Ela correu pela porta e voltou com a garrafa, que parecia ser a mesma que havia abandonado no chão, e dois copos com gelo. Encheu os copos até a me ofereceu. Olhei para o copo e lembrei da experiência que havia tido logo na entrada. Enquanto observava o líquido no meu copo, ela levantou o copo na altura da cabeça e me fiou esperando que eu fizesse a saudação. Declarei com toda ostentação que havia em mim.
—Ao amor!
Ela, a moldura de minha contradição, declarou com a mesma ostentação:
—Ao ódio.—e virou o copo que parecia ser-lhe da mesma pureza da água. Ante tal desafio repeti o ato, que dessa vez foi mais feliz do que minha primeira experiência.
Voltou a me fitar. Seus olhos esfumaçados brilhavam de felicidade, era abstruso imaginar como alguém podia me desejar da forma como ela me desejava, mas, por fim, era chegado o momento de realizar seus desejos.
Parecendo adivinhar meus pensamentos, ela voltou a falar:
—A verdade é que não te desejei sempre. No início um simples abraço de qualquer seria o suficiente, mas as pessoas parecem fugir quando as coisas ficam mais difíceis. Tudo o que precisava era de alguém que me amasse como eu te amo hoje. Enfim, o que consegui foi isso que você vê agora. Nada, a não ser você.
—Tenho certeza que sua família te ama.
—Eu também tenho. Eles só não tentaram demonstrar isso quando eu precisei, agora também não faço questão. Tudo o que preciso é de liberdade e você vai me dar a liberdade necessária.
—O preço que se paga pela liberdade é muito alto.
—A liberdade se tivesse preço certamente não relutaria em comprá-la.
—Sendo assim, desejo sinceramente que possa ser livre.
—É engraçado ver você declarar sinceridade, já que é a única em todo mundo que a sinceridade não precisa ser posta à prova.
Ri do elogio nunca antes recebido de procedência alguma.
Ela abaixou novamente sua cabeça, sentou-se na cama e voltou a chorar.
—Arrependeu-se?
—Jamais, choro porque foi triste minha vida, porque minha solidão me ardeu tristemente enquanto definhava. Toda beleza que possa ser vista no mundo de nada vale se não puder ser compartilhada. Talvez a maior das desventuras seja saber da beleza da vida e guardar tamanha preciosidade para si só. É como guardar ácido no sangue que aos poucos vai corroendo seu corpo e destruindo tudo por dentro.
Suas palavras não pareciam ser de tristeza, nem de arrependimento. Pareciam trazer consigo uma mágoa, por tudo que não pôde fazer pelos outros e tudo que não pôde receber em troca. Fitei-a piedosamente, ela secava as lágrimas que desciam em seu rosto. Olhou friamente para mim, vi novamente seu olhar se transformar. Estavam agora tão cinzentos quanto uma tarde nublada de inverno.
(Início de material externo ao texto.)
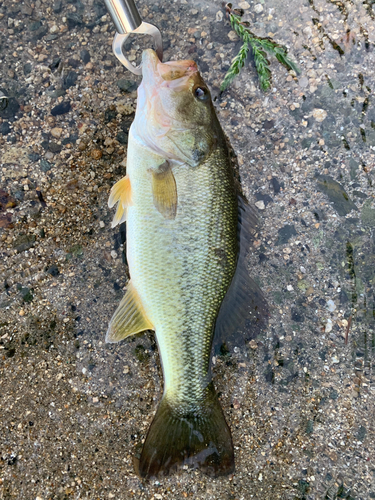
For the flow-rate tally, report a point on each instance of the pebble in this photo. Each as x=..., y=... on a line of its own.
x=233, y=37
x=4, y=128
x=331, y=306
x=85, y=56
x=329, y=325
x=61, y=109
x=303, y=82
x=253, y=344
x=319, y=114
x=219, y=16
x=96, y=154
x=56, y=132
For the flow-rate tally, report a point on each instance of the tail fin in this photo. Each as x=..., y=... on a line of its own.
x=197, y=438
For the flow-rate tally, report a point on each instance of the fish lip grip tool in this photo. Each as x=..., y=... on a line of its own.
x=127, y=20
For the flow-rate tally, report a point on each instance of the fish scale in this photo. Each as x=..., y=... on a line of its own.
x=179, y=254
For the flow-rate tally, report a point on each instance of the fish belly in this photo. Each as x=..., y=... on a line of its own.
x=182, y=267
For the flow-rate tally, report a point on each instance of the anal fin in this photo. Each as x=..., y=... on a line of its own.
x=244, y=300
x=164, y=190
x=129, y=318
x=121, y=194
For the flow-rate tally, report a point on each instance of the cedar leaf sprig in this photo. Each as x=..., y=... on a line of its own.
x=259, y=46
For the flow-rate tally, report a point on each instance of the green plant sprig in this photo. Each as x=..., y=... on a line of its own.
x=259, y=46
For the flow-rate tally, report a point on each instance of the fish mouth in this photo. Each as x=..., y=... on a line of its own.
x=171, y=74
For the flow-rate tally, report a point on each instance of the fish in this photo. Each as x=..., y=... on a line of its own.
x=185, y=227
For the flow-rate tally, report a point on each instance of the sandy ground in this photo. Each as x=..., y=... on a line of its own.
x=299, y=395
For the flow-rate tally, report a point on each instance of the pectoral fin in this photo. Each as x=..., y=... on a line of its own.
x=129, y=318
x=244, y=300
x=164, y=190
x=121, y=194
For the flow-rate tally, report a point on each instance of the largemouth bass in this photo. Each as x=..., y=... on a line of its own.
x=181, y=208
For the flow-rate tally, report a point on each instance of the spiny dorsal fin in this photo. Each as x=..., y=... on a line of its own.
x=121, y=194
x=164, y=190
x=129, y=318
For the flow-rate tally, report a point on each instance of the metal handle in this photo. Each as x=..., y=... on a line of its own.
x=124, y=14
x=127, y=20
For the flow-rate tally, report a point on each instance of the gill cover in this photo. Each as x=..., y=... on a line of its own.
x=175, y=117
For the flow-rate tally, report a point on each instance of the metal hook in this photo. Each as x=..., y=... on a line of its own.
x=127, y=20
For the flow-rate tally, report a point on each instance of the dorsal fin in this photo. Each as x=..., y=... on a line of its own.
x=164, y=190
x=121, y=194
x=129, y=318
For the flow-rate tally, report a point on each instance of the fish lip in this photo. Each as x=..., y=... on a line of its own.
x=171, y=74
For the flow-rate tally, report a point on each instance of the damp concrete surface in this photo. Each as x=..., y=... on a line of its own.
x=298, y=394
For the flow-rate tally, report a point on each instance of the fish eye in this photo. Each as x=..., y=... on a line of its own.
x=201, y=93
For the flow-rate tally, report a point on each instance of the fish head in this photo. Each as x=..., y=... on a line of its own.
x=175, y=116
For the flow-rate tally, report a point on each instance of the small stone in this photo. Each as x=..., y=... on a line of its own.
x=96, y=154
x=85, y=56
x=319, y=114
x=253, y=344
x=331, y=306
x=24, y=242
x=73, y=20
x=11, y=109
x=56, y=132
x=27, y=68
x=57, y=7
x=122, y=137
x=336, y=194
x=329, y=325
x=303, y=82
x=219, y=16
x=275, y=185
x=285, y=233
x=70, y=79
x=61, y=109
x=233, y=37
x=35, y=25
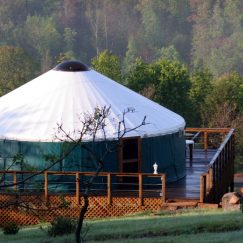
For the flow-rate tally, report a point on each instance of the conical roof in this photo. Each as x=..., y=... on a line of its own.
x=63, y=94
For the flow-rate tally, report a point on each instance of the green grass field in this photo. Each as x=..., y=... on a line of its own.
x=181, y=226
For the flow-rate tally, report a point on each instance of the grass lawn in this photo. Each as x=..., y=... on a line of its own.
x=181, y=226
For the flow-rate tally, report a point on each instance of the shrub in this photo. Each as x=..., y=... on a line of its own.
x=62, y=226
x=10, y=228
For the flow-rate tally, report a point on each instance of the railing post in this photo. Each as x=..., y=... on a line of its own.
x=77, y=189
x=205, y=140
x=109, y=188
x=15, y=181
x=202, y=189
x=140, y=180
x=163, y=187
x=46, y=185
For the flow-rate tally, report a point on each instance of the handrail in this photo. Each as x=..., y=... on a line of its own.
x=46, y=182
x=205, y=132
x=221, y=146
x=219, y=178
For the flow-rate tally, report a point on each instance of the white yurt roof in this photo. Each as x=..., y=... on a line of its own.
x=62, y=95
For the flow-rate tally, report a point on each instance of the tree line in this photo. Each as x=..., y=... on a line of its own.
x=186, y=55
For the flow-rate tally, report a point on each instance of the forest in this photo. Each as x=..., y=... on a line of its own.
x=186, y=55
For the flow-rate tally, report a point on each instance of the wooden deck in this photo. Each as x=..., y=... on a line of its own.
x=188, y=188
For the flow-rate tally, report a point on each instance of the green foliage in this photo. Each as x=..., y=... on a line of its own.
x=139, y=76
x=107, y=64
x=44, y=37
x=10, y=228
x=16, y=67
x=172, y=86
x=201, y=86
x=62, y=226
x=169, y=53
x=227, y=89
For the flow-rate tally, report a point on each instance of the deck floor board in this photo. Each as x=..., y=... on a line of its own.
x=189, y=186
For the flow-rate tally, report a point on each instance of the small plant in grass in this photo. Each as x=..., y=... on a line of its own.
x=62, y=226
x=10, y=228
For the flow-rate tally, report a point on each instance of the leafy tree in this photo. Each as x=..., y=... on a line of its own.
x=139, y=78
x=227, y=89
x=172, y=86
x=200, y=89
x=107, y=64
x=16, y=66
x=169, y=53
x=43, y=37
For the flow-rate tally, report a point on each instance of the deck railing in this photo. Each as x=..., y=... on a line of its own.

—Sinceramente, a vida não é tão injusta como gostamos de espalhar por aí. Na noite passada desejei que estivesse aqui ao amanhecer e quando acordo me descubro frente a ti, assim me olhando e pronta pra mim. E eu, aqui estou, também pronta pra você. Pode vir eu não tenho mais receios.
Dessa vez decidida, e sem vacilar, declarei?
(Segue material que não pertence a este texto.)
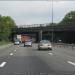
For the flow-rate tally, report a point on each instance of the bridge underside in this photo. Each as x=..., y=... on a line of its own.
x=65, y=36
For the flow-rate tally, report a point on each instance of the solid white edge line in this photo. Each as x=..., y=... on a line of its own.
x=71, y=63
x=3, y=64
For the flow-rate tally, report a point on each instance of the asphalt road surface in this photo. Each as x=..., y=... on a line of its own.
x=20, y=60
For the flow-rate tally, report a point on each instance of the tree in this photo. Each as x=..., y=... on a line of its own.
x=6, y=25
x=69, y=19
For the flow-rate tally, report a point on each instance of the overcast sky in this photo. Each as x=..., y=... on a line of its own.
x=36, y=12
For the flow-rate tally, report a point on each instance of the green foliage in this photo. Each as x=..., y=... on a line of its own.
x=69, y=19
x=6, y=25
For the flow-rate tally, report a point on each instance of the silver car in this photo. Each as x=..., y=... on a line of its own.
x=16, y=42
x=44, y=44
x=28, y=43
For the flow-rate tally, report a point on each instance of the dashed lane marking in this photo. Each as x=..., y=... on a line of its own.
x=3, y=64
x=72, y=63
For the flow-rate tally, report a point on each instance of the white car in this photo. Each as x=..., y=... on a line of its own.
x=28, y=43
x=16, y=43
x=44, y=44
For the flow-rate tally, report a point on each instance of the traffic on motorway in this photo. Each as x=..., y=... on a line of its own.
x=37, y=37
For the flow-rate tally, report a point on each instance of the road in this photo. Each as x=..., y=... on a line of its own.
x=20, y=60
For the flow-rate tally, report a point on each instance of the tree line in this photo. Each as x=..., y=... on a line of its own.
x=6, y=25
x=69, y=19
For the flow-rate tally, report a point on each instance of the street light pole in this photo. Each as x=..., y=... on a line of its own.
x=52, y=21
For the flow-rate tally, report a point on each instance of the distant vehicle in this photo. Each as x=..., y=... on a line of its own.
x=16, y=42
x=28, y=43
x=44, y=44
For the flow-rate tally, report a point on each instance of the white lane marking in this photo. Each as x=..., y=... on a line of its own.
x=71, y=63
x=3, y=64
x=11, y=54
x=50, y=53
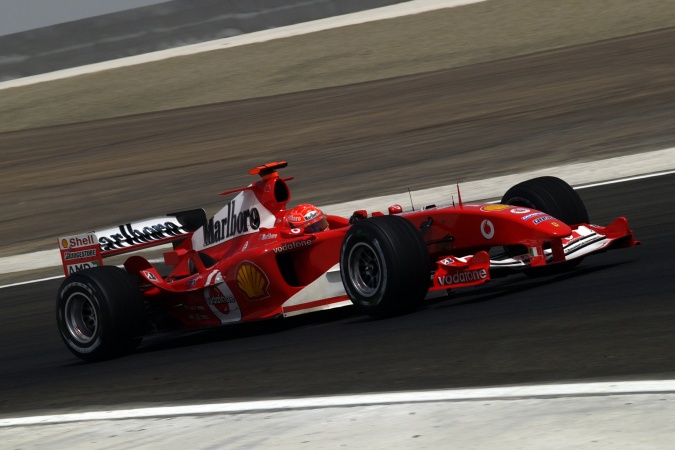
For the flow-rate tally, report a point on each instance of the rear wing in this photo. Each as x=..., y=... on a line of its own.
x=83, y=251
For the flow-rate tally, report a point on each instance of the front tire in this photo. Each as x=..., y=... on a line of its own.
x=550, y=195
x=385, y=266
x=556, y=198
x=100, y=313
—Quando o homem se depara com o ceifador, cumpre-se a única certeza e moléstia dos que estão vivos. Da liberdade real nem mesmo a prisão do corpo de carne e osso pode privar a alma. Eis que estou aqui, seu único instrumento de liberdade e com clemência recebo sua alma.—Ela não permitiu que eu tocasse sua cabeça com minha foice, correu em minha direção me abraçou e feneceu em meus braços. Coloquei-a de volta na cama. Seu corpo alvo parecia mais belo agora que perdia a luminosidade da vida.
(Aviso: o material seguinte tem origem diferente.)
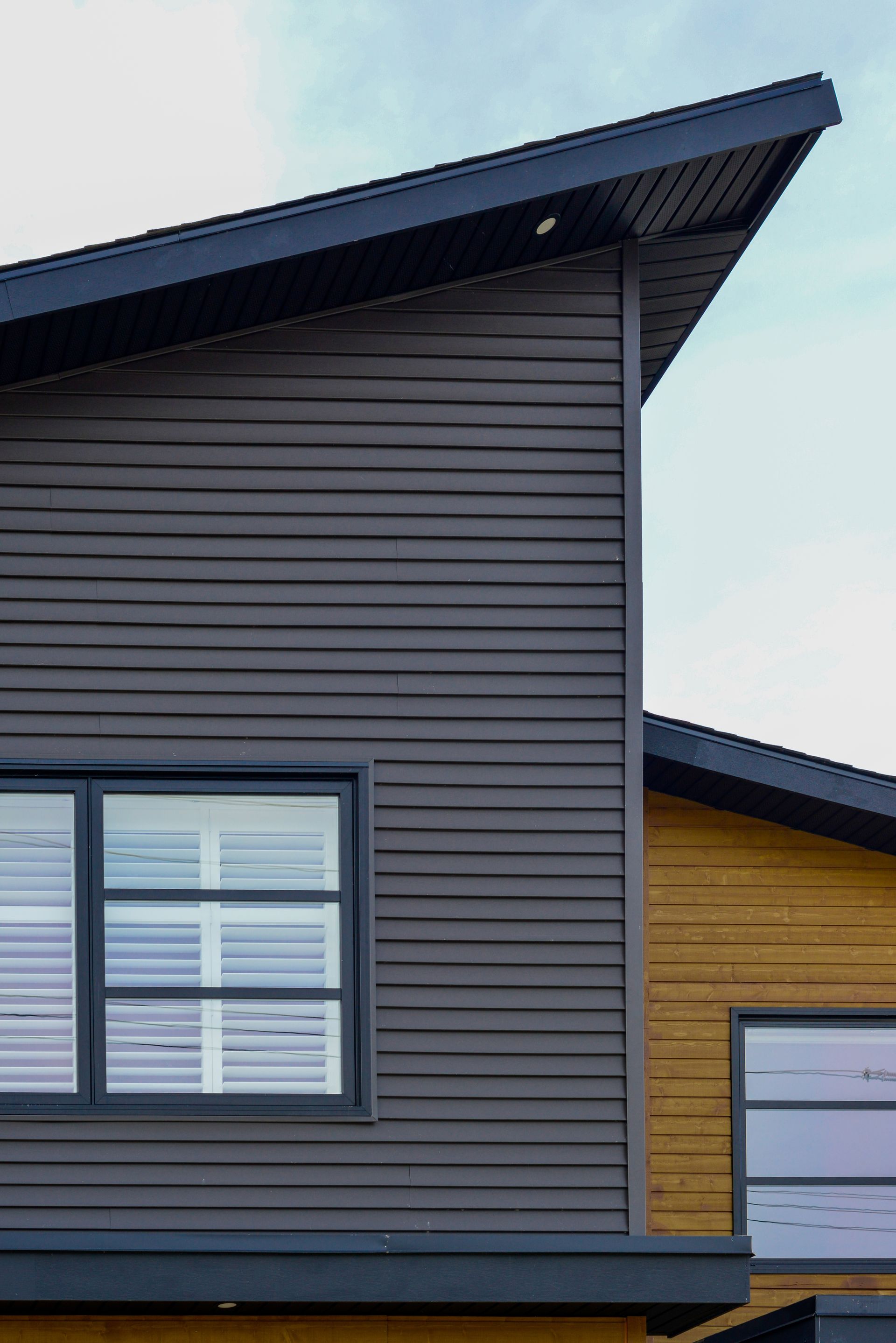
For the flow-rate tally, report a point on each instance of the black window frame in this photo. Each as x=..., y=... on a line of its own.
x=89, y=783
x=741, y=1019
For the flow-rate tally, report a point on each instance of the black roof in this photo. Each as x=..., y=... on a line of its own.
x=756, y=780
x=821, y=1319
x=692, y=183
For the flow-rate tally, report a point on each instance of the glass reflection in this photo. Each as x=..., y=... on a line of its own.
x=820, y=1063
x=808, y=1221
x=814, y=1143
x=221, y=843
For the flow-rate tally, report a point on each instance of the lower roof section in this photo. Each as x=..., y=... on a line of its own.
x=675, y=1282
x=757, y=780
x=823, y=1319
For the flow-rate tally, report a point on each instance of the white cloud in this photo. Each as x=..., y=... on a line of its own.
x=127, y=114
x=802, y=657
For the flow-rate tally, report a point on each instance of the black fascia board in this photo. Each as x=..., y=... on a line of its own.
x=821, y=1319
x=676, y=1282
x=823, y=797
x=378, y=210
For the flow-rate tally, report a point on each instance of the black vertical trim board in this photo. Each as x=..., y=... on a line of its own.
x=636, y=1114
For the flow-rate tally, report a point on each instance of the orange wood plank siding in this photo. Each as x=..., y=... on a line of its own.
x=742, y=912
x=273, y=1329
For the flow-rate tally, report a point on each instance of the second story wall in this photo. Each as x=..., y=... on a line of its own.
x=387, y=535
x=745, y=914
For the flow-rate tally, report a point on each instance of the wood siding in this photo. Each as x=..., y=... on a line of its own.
x=745, y=912
x=392, y=534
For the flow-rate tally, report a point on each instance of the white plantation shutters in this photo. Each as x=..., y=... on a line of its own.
x=224, y=843
x=262, y=1041
x=237, y=1045
x=210, y=944
x=38, y=1029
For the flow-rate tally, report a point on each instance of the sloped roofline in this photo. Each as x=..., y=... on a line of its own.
x=216, y=277
x=769, y=782
x=382, y=186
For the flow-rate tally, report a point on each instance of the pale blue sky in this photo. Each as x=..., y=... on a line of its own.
x=770, y=477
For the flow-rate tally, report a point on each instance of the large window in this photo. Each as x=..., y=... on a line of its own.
x=190, y=944
x=816, y=1134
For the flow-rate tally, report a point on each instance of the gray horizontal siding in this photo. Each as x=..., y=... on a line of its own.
x=392, y=534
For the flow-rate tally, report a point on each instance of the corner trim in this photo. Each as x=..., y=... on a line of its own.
x=633, y=770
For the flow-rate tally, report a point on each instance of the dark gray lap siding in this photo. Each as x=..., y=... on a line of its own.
x=390, y=535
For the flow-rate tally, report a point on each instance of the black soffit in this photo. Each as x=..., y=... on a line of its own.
x=756, y=780
x=676, y=1282
x=693, y=184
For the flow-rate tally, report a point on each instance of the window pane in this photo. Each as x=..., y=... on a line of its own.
x=819, y=1223
x=37, y=943
x=210, y=944
x=224, y=1048
x=813, y=1143
x=221, y=843
x=820, y=1063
Sentei-me novamente na poltrona e fiquei contemplando por mais uma hora o corpo da única mulher que amara e literalmente conhecera a Morte.
Seu corpo foi encontrado quatorze dias depois, a causa mortis foi definida como overdose por ingestão de calmantes. Aos parentes e conhecidos, foi declarado que houve suicídio.